S. Korea, Russia cut diplomats

  By Mike Eckel

A diplomatic rift between South Korea and Russia has led to the removal of three officials at the South Korean Consulate in Vladivostok.

A spokesman for the South Korean Foreign Ministry in Seoul said both sides agreed to the withdrawal of five South Korean officials from Moscow and Vladivostok, along with the removal of several Russian officials from Seoul.

“The withdrawal is in accordance with an agreement between the intelligence authorities of both countries,” Foreign Ministry spokesman Lee Ho-Jin told the Associated Press.

While denying that any staff at the Vladivostok consulate were being expelled, South Korean Consul General Jung Soo Kim confirmed that there would be staff reductions in both countries. He would not confirm number of departing staff members, nor would he comment on whether they were intelligence officers at the Vladivostok consulate.

“These are negotiations going on through diplomatic channels,” said Kim. “We are waiting to hear our home country’s rules.”

Kim also said that the rift in relations between Moscow and Seoul was now a “finished matter.”

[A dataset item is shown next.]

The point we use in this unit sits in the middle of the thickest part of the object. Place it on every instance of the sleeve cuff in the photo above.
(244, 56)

The feud began July 4, when Moscow expelled a South Korean diplomat, Cho Sung-woo, on charges of receiving classified materials from a Russian official in the Foreign Ministry’s Asian department in Moscow. The Russian official was charged with high treason.

Seoul retaliated by expelling Oleg Abrakim, an official stationed at Russia’s embassy in Seoul, on July 8. Moscow called that action unjustified.

In negotiations that followed between the two countries’ foreign ministries, Russia acknowledged the presence of two intelligence officers at their Seoul embassy. Russian officials proposed each country limit the number of intelligence officers in the other’s country to two, according to press reports. Seoul agreed, and will remove two officials from Moscow and three from Vladivostok after a July 27 meeting between Russian Foreign Minister Yevgeny Primakov and his South Korean counterpart, Park Chung-Soo, at the Asian Regional Forum in Manila.

Deputy Russian Foreign Minister Grigory Karasin told Interfax July 20 that the foreign ministers’ bilateral discussions will “touch upon different aspects of an unpleasant incident which took place in our relations with South Korea.”